The fact that Marcel Carné DID NOT want to make this movie undescores the ill-starred nature of the project .
In his absorbing memoirs,the director tells the whole story of his obstacle course:
-the screenplay was deemed too risqué and the producer crossed out entire pages of script ; the bisexual side of the young Turk ,"it's dirty" ; the boy and his girlfriend swimming in the nude ,'it's dirty" and so on,and so on .The film had lost its raison d'être .
Discouraged ,Carné wanted to call it a day.He was not able to refuse :he had signed a contract :not only he had to make the movie,but he had also to accept all the "changes " .
The shooting was disastrous : the lead ,Christian Hay would spend all his nights in clubs and would hardly know his lines;his co-star ,Haydée Politoff,fresh from Rohmer's "La Collectionneuse" would feel nothing but contempt for this beginner;the producer also sent one of his collaborators ,a woman who swore by the cinema verité of the Nouvelle vague and hated that "old hat" cinema de papa.Did she know that Carné had directed movies which would go down in history?At the time it was considered polite to despise the man who made "Les Enfants Du Paradis".
The movie was impossible to see for years ,and became an accursed work ;recently restored,with beautiful colors , does it need some reassessment?
Honestly ,the movie seems horribly dated,full of clichés ,some kind of "Les Tricheurs " of the sixties,and ,sadly succumbing to all the vices of the new wavelet: cult of youth ,contempt for the grown-ups (the first lines should have ended up in Carné's wastepaper basket),desultory script,intrusive hip music; the psychedelic cast and credits crowns it all.

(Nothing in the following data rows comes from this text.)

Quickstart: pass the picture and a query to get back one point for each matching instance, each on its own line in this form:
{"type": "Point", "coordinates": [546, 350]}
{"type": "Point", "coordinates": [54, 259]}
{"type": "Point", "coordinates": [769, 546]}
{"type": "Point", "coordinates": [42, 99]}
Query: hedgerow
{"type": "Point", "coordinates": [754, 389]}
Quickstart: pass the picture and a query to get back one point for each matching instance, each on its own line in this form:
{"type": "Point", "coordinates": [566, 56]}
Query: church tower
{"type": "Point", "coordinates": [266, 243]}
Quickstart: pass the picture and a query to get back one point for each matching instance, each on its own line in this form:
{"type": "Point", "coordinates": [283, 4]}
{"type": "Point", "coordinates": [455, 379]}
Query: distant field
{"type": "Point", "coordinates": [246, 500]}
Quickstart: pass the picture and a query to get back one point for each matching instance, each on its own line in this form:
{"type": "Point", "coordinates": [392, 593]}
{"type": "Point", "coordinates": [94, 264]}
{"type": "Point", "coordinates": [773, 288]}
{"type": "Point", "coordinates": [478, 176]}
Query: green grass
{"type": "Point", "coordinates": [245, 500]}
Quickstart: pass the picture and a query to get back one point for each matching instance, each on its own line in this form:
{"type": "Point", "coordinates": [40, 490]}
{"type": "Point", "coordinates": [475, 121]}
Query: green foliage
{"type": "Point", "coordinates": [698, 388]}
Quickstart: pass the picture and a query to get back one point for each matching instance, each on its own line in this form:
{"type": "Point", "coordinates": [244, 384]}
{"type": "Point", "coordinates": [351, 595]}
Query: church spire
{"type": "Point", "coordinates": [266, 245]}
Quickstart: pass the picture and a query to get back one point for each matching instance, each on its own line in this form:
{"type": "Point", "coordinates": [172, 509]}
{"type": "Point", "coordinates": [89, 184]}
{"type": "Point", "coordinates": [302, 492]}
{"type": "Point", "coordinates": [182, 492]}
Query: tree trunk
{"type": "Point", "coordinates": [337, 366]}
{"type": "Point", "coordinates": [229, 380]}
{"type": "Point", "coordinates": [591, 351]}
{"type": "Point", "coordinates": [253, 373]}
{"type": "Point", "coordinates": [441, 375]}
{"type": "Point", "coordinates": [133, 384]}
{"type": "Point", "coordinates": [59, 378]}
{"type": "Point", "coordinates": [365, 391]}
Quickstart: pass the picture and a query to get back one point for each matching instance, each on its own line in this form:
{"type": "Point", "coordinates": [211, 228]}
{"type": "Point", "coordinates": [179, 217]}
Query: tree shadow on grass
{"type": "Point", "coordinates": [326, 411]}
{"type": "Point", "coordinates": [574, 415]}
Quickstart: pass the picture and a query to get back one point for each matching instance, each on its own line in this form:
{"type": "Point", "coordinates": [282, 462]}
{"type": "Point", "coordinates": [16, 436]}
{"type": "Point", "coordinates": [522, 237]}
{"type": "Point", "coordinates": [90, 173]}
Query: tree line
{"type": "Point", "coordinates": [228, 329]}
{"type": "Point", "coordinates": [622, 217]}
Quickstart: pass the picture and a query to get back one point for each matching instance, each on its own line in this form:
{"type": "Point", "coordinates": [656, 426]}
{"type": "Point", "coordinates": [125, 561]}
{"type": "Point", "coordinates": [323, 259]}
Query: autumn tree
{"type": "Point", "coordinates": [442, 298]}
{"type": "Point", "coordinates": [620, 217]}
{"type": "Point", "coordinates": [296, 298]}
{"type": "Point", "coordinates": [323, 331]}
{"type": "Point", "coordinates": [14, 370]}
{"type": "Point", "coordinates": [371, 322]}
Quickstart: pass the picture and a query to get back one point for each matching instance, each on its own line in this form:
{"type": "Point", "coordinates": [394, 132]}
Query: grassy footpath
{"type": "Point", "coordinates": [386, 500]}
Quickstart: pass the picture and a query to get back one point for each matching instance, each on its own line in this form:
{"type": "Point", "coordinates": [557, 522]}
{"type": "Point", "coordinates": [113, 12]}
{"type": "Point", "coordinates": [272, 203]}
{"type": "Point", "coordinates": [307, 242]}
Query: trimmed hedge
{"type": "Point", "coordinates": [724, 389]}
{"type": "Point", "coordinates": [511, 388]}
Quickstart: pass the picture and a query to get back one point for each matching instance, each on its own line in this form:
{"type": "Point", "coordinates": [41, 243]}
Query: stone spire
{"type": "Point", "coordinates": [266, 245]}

The main character inspired by Maupassant's "Bel -Ami" and ,in Carné's mind ,by Tennessee Williams' "Roman Spring of Mrs Stone ",is a go-getter who wants to use women (and there are also two hints at men ,despite the censorship)who covets him ;Christian Hay is bland ,he resembles Laurent Terzieff ,the star of "Les Tricheurs" ,but unlike him,he cannot act;Haydée Politoff (it was her sophomore effort) is not much better ,in her part of a modern (but romantic ) girl ,always wearing a sulky face .
Two professional actors try to salvage something from the wreckage:Maurice Garrel ,the wealthy man who can boost his young protégé's "career".And the actor-featured -in -every-movie-Carné -made-since-1949-but"Le Pays D'Où Je
Viens",Roland Lesaffre ,who plays the same role as in "Les Tricheurs" and "Terrain vague" :the adult who understands these youngsters and philosophically thinks that" youth must have its fling".
Most of the characters are caricatures ;best(worst ) example: the scene where the "hippie" (Yves Beneyton,probably the best of the three young leads) takes his friend to his luxury mansion in Neuilly ;of course he hates his bourgeois family and sings folk songs (the lovely "Les Jours Verts ").When he filmed that ludicrous scene of the tuxedo,we can wonder what Carné was thinking of....
You can save ,at a pinch, the nice pictures of Christmas in Paris;the swimming lovingly filmed too ,but do not expect to get an eyeful :most of the time,both lovers keep their bathing suit on;
There's much pop music written for the soundtrack , notably "Mary,Mary" which was a flop,and the haunting Nicole Croisille's "I'll never leave you" which rode high on French charts :it's the production's only claim to fame.